Kicking for the Vikings would be a pretty good job, too.
Their home games are indoors, after all, about a 4 1/2-hour drive from the Iowa City area where he was raised and eventually became a pro prospect with Iowa. He started as a walk-on and tallied 95 points in 2015 for the Hawkeyes, the ninth-most in program history.
Koehn vied last year in Miami with Andrew Franks, who’d been the Dolphins’ kicker in 2015, before being cut at the end of training camp. Koehn has the home run hitter’s leg, giving him a probably advantage in kickoffs and long-range field goals, but Forbath has the 58 games of NFL experience and an 86.6 percent conversion rate for career field goals.
“I’ve been in a couple competitions like this, and I know it brings out the best in both guys,” Koehn said. “Hopefully that’ll happen here too.”
Forbath made 15 of 15 field goals in seven games for the Vikings, despite missing three extra points. The scramble for a roster spot is familiar to him too.
“Obviously it’s a competition, but I don’t see it that way,” Forbath said. “I just see it as a way for me to get better. Obviously it’s the best man wins, but I don’t focus on what anyone else is doing.
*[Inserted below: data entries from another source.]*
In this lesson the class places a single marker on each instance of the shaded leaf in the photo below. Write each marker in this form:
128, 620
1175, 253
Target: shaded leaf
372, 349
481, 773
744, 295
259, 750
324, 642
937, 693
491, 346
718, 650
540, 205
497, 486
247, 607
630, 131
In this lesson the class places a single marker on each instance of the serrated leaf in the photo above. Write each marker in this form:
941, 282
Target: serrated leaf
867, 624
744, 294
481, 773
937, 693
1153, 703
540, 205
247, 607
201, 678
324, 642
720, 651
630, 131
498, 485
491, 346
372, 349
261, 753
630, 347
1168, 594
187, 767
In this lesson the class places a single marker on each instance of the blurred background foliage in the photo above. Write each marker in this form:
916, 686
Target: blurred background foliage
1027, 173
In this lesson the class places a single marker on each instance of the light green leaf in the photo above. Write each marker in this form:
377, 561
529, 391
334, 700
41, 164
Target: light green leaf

I just kind of focus on myself and getting myself ready.”
Walsh never recovered from his failed 27-yard field goal try in the closing seconds of a 10-9 loss to Seattle in the first round of the playoffs after the 2015 season. After missing four extra points and four field goals in the first nine games, Walsh was released .
One week before that, the Vikings included both Forbath and Koehn in a group of six free-agent kickers for a tryout. With that, plus about two months of organized spring workouts and the first week of training camp now on tape, the front office and the coaching staff have already had plenty of time to formulate an opinion about which of the two will be better to keep for 2017.
The kicks that will really matter, though, are about to come in the form of four preseason games. That starts with Minnesota’s opener at Buffalo on Aug. 10, with both Forbath and Koehn likely to take turns on extra points, field goals and kickoffs. The Vikings are also choosing a punter, between Ryan Quigley and Taylor Symmank.
“You always want a strong-legged guy, but again, Kai is better than he was a year ago in my opinion. Marshall is a strong-legged guy. Marshall, his task is to be more consistent on field goals, and Kai’s is continuing to be consistent on field goals and of course extra points for both of them and to be better on kickoffs as well,” special teams coordinator Mike Priefer said.
Though Forbath has live action in the league on his resume, Koehn is no stranger to pressure after kicking in Big Ten games with an ardent fan base behind him. As a junior in 2014, in the second game of the season, he missed two field goals under 40 yards.
“Basically got booed off of Kinnick Stadium,” he said.
Then he bounced back the next week with a 44-yard make late in the fourth quarter to tie the game against rival Iowa State.
“That’s what your coaches want to see, how you’re going to respond when you’re down,” Koehn said. “You can’t let one kick affect the next.”